Senators Shelley Moore Capito and Joe Manchin are kind of like sister and brother.
They are bound by a lifetime of politics and policy making in West Virginia. Despite belonging to different political parties, they are typically cooperative and collegial.
However, occasionally there emerges a rift between these political siblings that spills out into the open, and this is one of those times.
Manchin agreed to the Democratic leadership Inflation Reduction Act only after Senate Majority Leader Chuck Schumer, House Speaker Nancy Pelosi and President Joe Biden said they would support a side deal crafted my Manchin’s staff.
That proposal streamlines energy permitting provisions and clears the way for completion of the often-delayed Mountain Valley Pipeline. Manchin says the regulatory changes would unleash the country’s all-of-the-above energy capabilities and guarantee domestic energy security.
However, Congressional progressives who want to shut down fossil fuels oppose the side deal. Manchin is reaching out to Republicans to support the plan as part of a continuing resolution to keep the government funded.
Manchin believes that Senator Capito, who is part of the leadership team, can whip the necessary votes. “I think she has the clout and the respect of the Republican caucus to hopefully bring 15 to 20 Republicans with her,” Manchin said.
However, Capito is reluctant to take on that responsibility. “Now the onus is on me to provide support for something I had no hand in and still don’t know what it is,” she said in a statement. “And so how can I help that effort?”
Additionally, Capito, who is the ranking member of the Senate Committee on Environment and Public Works, has her own bill on regulatory reform.

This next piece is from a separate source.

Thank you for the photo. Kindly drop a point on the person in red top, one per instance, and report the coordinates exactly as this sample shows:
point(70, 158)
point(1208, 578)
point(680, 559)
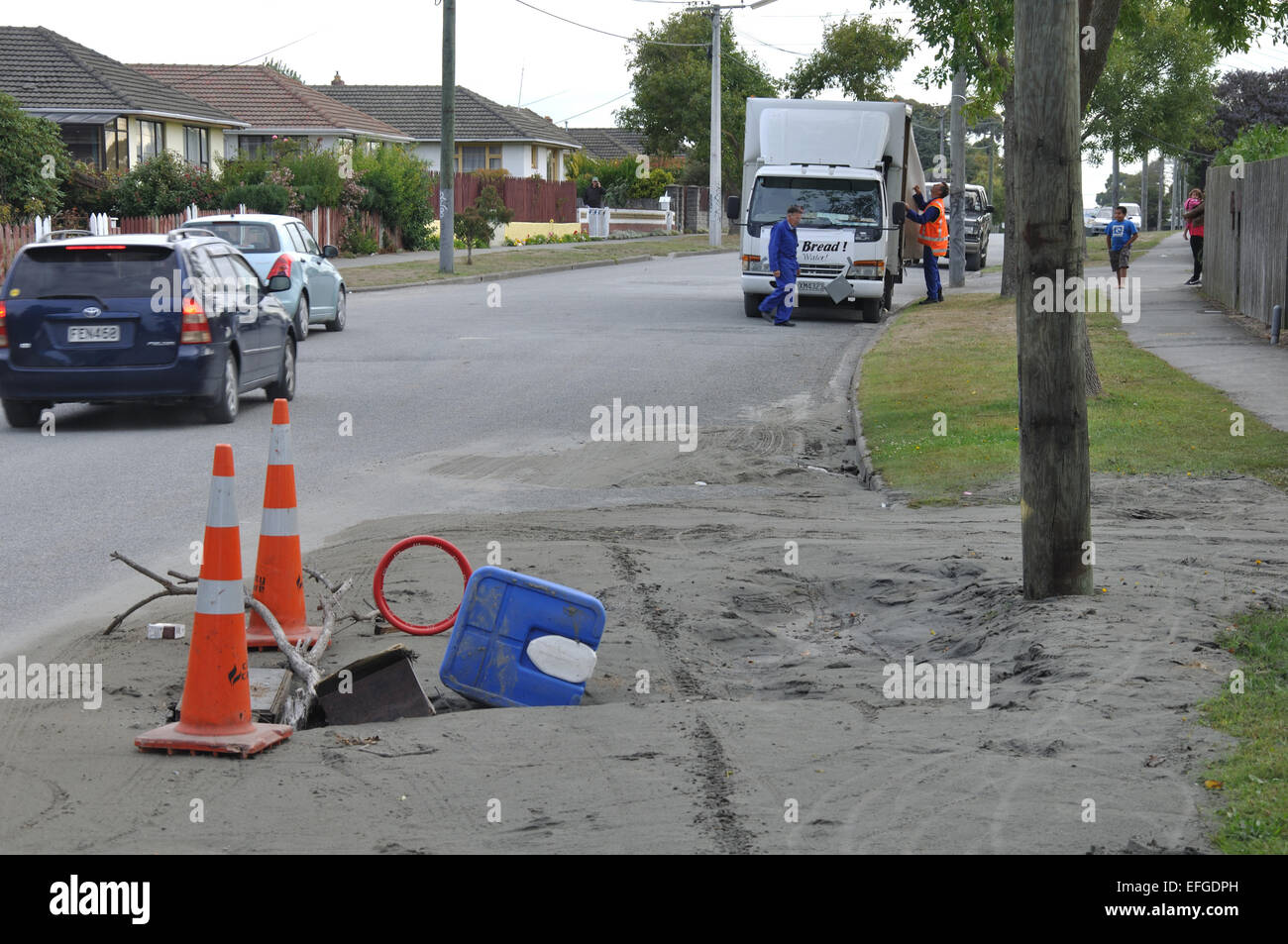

She maintains the Simplify Timelines and Assure Regulatory Transparency Act is a logical substitute for Manchin’s framework.
“Since our calls for action and offers to see legislative text from the permitting ‘deal’ remain unheeded, Republicans are introducing this legislation today to deliver solutions to the roadblocks, delays and postponements of key infrastructure projects across the country,” she said.
This unusual public head-butting between Capito and Manchin demonstrates how hard it can be for Washington to do big things. However, political sibling rivalry aside, it is important to note that these two long-time colleagues want the same thing—reforms that will simplify the regulatory and permitting process for all energy projects.
They need to find a way to reach the same goal—preferably together– for the greater good of West Virginia and the country.